Guerra de Titanes (Spanish for "War of the Titans") is a major annual professional wrestling event in Mexico promoted by the Lucha Libre AAA World Wide (AAA) promotion. The show is the "End of year" show and is traditionally held in December with a few exceptions. The first show was held in 1997 and since then twenty three events have been held, the more recent ones presented on pay-per-view while the early shows were shown as television specials on the Televisa channel.

History
The first Guerra de Titanes was held on December 13, 1997, and was shown on pay-per-view (PPV). It was later shown as a television special. Since 1997 Guerra de Titanes has been the "end of the year" show for AAA. All Guerra de Titanes shows have been held in Mexico, with most events (six) being held in Madero, Tamaulipas. The 2004 Guerra de Titanes event holds the record for the largest crowd, with 18,500 spectators. As is tradition with AAA major events the wrestlers compete inside a hexagonal wrestling ring and not the four-sided ring the promotion uses for television events and house shows.

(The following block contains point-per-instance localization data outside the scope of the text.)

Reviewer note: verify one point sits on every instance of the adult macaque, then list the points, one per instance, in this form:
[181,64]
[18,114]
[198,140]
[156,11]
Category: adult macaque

As of 2014 Guerra de Titanes has seen twelve Lucha de Apuestas matches, with eleven people having their hair shaved as a result of losing (El Picudo, Heavy Metal, May Flowers, Polvo de Estrellas, Sangre Chicana, Brazo de Plata, Scorpio Jr., El Brazo, Faby Apache, Vampiro and Pimpinela Escarlata) and two wrestlers being unmasked (Jaque Mate and Super Fly). Guerra de Titanes has seen ten successful title defenses and nineteen title changes over the years. In 2003 the event hosted the "Televisa tag team tournament", the only year it was ever held. In 2015, Guerra de Titanes was scheduled to take place on December 4, but was canceled by AAA a week earlier with no explanation given. It was later announced that it would take place on January 22, 2016.